The FINANCIAL — Gap Inc. (NYSE: GPS) on December 13 reported that November 2009 net sales were up two percent from last year.
"Net sales for the four-week period ended November 28, 2009 were $1.42 billion compared with net sales of $1.39 billion for the four-week period ended November 29, 2008. The company’s comparable store sales for November 2009 were flat compared with a decrease of 10 percent for November 2008," Gap Inc. reported.

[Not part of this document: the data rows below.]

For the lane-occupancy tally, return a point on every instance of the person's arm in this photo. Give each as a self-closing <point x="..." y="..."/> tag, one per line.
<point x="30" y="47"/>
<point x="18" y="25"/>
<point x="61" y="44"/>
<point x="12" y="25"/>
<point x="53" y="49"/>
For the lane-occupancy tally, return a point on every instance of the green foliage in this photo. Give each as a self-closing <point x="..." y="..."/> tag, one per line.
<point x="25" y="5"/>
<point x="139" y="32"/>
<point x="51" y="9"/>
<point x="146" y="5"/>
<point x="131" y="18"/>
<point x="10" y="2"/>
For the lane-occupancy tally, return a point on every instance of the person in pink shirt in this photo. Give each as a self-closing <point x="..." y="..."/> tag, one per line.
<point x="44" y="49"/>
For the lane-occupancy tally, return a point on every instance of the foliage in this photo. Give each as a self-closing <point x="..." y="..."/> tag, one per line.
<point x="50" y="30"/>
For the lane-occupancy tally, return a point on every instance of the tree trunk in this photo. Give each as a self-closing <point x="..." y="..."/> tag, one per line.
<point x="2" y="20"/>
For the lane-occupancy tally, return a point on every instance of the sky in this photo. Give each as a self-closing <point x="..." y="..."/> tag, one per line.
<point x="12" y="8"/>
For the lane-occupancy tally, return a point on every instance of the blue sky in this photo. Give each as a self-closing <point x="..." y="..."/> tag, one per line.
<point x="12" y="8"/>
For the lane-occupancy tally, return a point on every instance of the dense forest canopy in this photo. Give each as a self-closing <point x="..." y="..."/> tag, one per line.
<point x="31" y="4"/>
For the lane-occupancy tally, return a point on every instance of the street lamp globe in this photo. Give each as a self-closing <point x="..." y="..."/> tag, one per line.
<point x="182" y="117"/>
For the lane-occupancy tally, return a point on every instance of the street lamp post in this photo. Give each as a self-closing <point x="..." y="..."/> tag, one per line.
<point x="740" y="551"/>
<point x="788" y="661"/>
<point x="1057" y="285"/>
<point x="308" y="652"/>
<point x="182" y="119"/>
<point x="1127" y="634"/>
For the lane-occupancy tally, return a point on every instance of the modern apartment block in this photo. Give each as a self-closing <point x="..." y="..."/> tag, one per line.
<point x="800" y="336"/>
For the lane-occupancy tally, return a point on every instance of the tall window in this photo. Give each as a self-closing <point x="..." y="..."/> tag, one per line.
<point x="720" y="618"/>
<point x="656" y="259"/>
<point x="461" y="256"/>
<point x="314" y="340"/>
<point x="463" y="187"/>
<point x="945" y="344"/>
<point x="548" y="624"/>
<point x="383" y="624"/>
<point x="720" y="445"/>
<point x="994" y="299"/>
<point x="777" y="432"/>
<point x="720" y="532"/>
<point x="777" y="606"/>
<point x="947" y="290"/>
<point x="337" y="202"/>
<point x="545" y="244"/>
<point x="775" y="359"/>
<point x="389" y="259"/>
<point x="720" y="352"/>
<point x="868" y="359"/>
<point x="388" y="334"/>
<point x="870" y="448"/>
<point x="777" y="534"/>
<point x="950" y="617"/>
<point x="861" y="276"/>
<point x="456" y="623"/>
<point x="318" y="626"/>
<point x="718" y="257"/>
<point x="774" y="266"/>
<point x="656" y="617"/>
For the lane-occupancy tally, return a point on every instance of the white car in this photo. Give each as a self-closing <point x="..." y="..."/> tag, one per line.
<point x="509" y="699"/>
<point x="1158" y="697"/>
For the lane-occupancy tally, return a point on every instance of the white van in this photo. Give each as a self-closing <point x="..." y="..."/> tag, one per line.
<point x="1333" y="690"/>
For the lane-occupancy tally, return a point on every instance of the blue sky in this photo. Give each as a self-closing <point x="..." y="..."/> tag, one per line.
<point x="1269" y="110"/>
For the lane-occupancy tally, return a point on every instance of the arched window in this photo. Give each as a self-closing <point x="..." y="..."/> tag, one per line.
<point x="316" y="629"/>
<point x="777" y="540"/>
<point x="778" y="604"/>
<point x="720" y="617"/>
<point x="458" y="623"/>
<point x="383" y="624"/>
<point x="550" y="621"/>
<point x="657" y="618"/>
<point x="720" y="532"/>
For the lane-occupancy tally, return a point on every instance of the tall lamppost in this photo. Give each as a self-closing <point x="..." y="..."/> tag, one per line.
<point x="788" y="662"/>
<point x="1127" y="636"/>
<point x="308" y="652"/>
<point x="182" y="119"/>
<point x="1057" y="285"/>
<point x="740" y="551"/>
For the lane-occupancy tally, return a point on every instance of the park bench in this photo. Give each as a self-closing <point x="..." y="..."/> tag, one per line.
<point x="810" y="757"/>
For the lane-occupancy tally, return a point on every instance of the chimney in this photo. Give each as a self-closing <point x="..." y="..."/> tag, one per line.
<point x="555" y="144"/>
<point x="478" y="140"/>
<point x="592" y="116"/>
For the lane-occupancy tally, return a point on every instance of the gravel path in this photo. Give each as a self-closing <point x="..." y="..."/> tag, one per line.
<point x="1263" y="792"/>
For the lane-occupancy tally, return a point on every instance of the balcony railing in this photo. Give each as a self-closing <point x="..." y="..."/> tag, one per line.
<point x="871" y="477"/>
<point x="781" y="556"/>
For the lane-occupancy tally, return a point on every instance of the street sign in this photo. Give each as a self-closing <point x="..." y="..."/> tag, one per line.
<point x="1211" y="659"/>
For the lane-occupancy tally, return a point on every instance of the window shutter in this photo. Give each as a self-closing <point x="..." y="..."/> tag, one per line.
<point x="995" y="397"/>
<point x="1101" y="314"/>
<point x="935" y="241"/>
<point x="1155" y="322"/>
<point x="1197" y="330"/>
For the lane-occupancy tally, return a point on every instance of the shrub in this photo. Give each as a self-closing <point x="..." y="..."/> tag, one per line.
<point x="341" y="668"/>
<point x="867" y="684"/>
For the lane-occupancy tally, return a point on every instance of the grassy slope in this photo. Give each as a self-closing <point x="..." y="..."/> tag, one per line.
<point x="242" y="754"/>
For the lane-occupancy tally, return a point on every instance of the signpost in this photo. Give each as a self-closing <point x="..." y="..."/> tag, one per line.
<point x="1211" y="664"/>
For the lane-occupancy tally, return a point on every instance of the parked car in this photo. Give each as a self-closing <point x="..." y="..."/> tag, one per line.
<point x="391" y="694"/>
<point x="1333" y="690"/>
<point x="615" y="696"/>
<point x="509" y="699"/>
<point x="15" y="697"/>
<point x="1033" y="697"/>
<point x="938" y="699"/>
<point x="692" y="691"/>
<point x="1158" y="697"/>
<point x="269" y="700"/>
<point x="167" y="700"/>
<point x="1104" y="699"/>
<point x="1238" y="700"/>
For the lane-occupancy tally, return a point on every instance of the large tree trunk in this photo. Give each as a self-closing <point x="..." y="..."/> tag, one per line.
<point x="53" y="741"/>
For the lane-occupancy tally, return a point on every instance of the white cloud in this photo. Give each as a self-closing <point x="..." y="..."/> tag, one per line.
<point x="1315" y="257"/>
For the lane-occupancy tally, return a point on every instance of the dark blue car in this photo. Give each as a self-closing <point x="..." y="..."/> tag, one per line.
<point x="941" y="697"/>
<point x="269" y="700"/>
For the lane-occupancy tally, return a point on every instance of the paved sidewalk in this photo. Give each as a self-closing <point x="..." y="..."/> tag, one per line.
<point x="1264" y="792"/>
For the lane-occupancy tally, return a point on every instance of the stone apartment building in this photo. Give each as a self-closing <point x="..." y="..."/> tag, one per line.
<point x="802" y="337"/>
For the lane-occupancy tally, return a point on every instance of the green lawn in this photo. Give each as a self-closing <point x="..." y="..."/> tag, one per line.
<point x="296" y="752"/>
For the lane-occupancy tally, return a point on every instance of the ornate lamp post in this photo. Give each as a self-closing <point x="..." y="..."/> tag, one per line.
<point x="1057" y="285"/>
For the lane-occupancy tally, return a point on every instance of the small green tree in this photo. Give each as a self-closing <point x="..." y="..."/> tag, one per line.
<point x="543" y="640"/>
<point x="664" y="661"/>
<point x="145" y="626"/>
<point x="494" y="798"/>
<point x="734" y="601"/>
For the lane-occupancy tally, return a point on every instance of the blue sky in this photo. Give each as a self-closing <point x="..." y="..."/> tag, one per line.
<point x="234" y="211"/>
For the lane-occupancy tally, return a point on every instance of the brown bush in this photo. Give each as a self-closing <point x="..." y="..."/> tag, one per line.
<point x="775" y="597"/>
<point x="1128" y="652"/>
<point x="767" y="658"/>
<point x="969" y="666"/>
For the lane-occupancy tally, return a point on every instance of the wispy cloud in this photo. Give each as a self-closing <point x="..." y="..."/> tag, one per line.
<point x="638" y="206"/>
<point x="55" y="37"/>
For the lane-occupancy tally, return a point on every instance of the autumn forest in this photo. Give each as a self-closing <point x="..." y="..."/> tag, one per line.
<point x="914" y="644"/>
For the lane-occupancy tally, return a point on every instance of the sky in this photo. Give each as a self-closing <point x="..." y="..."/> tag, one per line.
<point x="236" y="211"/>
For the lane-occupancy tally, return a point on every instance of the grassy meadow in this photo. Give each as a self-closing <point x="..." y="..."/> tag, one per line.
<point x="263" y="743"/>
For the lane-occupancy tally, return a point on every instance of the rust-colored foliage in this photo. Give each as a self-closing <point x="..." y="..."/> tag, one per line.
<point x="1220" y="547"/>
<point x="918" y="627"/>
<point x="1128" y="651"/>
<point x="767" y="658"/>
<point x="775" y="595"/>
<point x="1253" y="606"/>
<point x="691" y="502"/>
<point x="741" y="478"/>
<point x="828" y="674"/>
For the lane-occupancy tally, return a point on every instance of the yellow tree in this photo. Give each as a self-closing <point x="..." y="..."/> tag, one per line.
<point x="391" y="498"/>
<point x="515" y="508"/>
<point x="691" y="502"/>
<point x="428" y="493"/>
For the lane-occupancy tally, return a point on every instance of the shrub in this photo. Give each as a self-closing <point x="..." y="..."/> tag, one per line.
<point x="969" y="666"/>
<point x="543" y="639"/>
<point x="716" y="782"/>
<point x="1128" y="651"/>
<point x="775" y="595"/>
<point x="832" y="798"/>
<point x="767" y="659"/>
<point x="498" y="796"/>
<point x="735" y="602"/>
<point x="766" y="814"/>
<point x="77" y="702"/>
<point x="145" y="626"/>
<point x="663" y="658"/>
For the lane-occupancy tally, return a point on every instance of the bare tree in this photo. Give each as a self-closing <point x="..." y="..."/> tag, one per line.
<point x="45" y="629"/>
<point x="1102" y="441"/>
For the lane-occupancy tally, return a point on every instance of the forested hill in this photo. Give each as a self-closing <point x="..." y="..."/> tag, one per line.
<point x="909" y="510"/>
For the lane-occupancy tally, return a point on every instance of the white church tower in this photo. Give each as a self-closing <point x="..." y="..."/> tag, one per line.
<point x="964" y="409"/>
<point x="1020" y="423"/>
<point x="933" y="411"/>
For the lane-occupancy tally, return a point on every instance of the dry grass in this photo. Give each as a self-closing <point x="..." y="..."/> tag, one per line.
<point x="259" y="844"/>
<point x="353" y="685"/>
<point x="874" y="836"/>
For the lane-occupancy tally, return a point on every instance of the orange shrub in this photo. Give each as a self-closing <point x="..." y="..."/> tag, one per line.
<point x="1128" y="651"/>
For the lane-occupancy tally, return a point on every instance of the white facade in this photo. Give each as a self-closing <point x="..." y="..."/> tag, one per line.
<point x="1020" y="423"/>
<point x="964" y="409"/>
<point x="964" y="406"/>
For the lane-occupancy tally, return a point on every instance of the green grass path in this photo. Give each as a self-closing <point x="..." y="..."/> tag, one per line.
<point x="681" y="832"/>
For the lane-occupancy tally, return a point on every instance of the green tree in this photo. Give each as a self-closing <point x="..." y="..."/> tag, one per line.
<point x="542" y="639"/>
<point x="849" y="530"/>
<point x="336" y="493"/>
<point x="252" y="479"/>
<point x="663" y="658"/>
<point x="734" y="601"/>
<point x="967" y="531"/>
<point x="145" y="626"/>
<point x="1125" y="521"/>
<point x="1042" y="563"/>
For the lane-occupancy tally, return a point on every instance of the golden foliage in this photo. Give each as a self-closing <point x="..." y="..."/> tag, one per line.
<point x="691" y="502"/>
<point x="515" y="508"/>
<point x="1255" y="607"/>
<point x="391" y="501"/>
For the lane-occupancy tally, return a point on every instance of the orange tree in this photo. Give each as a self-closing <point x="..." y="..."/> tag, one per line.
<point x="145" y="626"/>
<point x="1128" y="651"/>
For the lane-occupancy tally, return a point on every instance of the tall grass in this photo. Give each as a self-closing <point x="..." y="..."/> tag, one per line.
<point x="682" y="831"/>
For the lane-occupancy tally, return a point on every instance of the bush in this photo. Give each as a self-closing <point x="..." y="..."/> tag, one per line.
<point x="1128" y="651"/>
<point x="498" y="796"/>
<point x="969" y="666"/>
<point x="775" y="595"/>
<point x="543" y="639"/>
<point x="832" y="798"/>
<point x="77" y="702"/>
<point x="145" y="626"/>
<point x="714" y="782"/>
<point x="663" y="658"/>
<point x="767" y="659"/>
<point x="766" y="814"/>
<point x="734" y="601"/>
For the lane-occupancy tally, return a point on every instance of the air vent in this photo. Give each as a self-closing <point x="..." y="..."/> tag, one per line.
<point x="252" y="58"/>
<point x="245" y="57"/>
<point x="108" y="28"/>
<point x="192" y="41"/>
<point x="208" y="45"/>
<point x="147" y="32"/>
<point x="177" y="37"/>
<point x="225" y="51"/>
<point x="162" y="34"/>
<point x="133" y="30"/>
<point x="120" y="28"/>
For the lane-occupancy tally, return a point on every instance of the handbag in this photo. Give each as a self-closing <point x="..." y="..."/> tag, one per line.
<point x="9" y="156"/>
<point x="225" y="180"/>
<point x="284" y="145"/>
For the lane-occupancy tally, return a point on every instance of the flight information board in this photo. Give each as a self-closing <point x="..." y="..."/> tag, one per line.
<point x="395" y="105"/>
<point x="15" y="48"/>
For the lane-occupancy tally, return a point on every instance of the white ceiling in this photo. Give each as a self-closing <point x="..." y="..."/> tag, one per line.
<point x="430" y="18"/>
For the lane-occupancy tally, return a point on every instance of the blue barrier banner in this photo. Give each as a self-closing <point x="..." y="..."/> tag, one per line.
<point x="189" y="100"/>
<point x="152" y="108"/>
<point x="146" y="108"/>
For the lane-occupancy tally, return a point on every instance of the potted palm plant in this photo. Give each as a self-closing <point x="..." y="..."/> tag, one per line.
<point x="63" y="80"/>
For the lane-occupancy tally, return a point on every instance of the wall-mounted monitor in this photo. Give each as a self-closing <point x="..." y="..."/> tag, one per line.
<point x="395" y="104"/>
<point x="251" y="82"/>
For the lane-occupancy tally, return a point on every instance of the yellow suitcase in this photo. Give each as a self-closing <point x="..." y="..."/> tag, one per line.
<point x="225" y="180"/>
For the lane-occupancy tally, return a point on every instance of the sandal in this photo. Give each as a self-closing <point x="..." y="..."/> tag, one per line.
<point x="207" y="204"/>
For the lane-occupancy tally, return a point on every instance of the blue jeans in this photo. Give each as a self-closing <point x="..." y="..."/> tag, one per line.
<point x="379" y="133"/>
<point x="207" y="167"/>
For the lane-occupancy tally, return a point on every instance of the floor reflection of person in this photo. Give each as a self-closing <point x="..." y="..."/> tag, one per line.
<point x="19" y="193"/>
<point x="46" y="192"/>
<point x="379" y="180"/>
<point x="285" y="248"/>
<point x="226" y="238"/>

Comparable store sales for November 2009 were as follows:
• Gap North America: negative 4 percent versus negative 11 percent last year
• Banana Republic North America: negative 4 percent versus negative 11 percent last year
• Old Navy North America: positive 6 percent versus negative 9 percent last year
• International: negative 5 percent versus negative 6 percent last year
“We’re pleased that we continued to meet our objective of improving our sales trend and we did it with merchandise margins significantly above last year,” said Sabrina Simmons, chief financial officer of Gap Inc.
Year-to-date net sales were $11.38 billion for the 43 weeks ended November 28, 2009, a decrease of 4 percent compared with net sales of $11.84 billion for the 43 weeks ended November 29, 2008. The company’s year-to-date comparable store sales decreased 5 percent compared with an 11 percent decrease last year.